Je suis dans un état proche de l’Ohio
Malgré la crise sanitaire qui a impacté l’année 2020 et handicapera une partie de l’année à venir, la qualité des films présentés n’en demeure pas moins jubilatoire et de haut niveau. À quatre mois des Oscars 2021, certains films comme Nomadland de Chloé Zhao, Mank de David Fincher, The Trial of the Chicago 7 d’Aaron Sorkin ou encore Minari de Lee Isaac Chung semblent favoris à l’obtention d’une future nomination. Aujourd’hui, on vous parle d’un film qui est critiqué pour ce qu’il semble être au lieu de ce qu’il est vraiment. Disons le tout de suite pour en être débarrassé : oui, le film cumule les éléments qui font de lui un film parfait pour les Oscars (sans oublier la présence bénéfique de Ron Howard derrière la caméra, Oscar du meilleur réalisateur pour Un homme d’exception en 2002), mais il est bien plus que cela.
Si certains éléments comme la narration et le scénario peinent à réinventer le drame américain, Une ode américaine parvient à nous saisir grâce à sa mise en scène et à ses personnages. La narration qui joue entre le passé et le présent est classique, mais les transitions d’une époque à une autre sont toujours justifiées et représentent l’introspection de la vie d’hier pour montrer les impacts sur celle d’aujourd’hui. À travers la mise en scène déployée par Ron Howard, on comprend qu’il dépeint un monde conflictuel et dans un changement constant. Chaque environnement a sa propre dynamique et est régit par des codes différents qui nécessitent une acclimatation et parfois des connaissances que ne possède pas J.D. Vance.

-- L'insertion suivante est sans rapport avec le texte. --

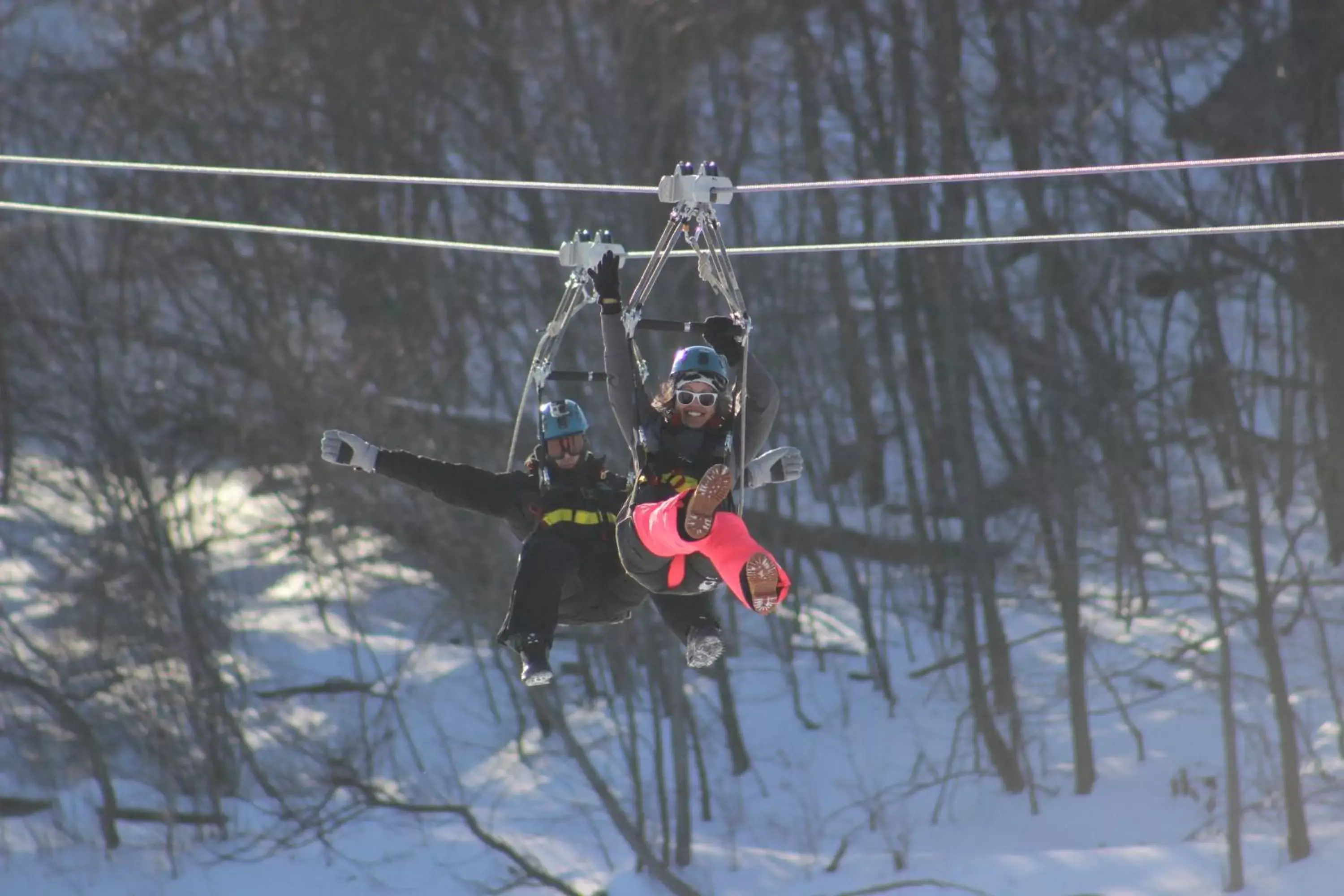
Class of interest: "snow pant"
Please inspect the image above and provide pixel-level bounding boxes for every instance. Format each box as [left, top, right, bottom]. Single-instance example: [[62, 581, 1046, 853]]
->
[[497, 529, 719, 646], [616, 485, 790, 610]]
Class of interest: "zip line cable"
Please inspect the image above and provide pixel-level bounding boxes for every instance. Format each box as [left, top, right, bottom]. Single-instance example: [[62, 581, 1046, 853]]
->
[[0, 202, 555, 258], [0, 202, 1344, 259], [8, 151, 1344, 195], [0, 155, 659, 194], [732, 151, 1344, 194]]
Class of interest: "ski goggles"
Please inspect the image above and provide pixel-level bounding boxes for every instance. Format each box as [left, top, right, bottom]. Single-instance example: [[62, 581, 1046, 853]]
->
[[676, 390, 719, 407], [546, 434, 585, 457]]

Des confrontations systématiques
Certaines séquences en particulier, filmées avec entrain plaident cette cause, mais c’est en réalité tout le film qui suit cette logique. Il y a sans interruption une opposition entre les personnages, les idées, les mentalités qui accentuent l’effervescence de notre époque et plus particulièrement la nervosité de l’Amérique. Des situations normales et à première vue positives, finissent souvent en confrontation.
J.D. Vance est sans cesse tiraillé d’un côté puis d’un autre sans savoir vers lequel pencher : qu’il soit en soirée mondaine ou dans son patelin, la mentalité urbaine et rurale divergent, et sa profonde gentillesse décuple l’attachement quasi-immédiat qui se crée entre lui et nous (les acteurs adolescents et adultes de ce personnage étant aussi bons l’un que l’autre).
Amy Adams exceptionnelle
Ainsi, Ron Howard refuse de poser la caméra et attendre que les situations se déroulent, comme lors d’une scène d’enterrement filmée avec une énergie à réveiller les morts. Glenn Close (la grand-mère de J.D. Vance) et Amy Adams (la mère de J.D. Vance) livrent deux des plus belles performances de l’année, dans une intensité et une sensibilité qui finira par mouiller vos yeux, et espérons-le, viendra offrir à Amy Adams sa toute première statuette dorée.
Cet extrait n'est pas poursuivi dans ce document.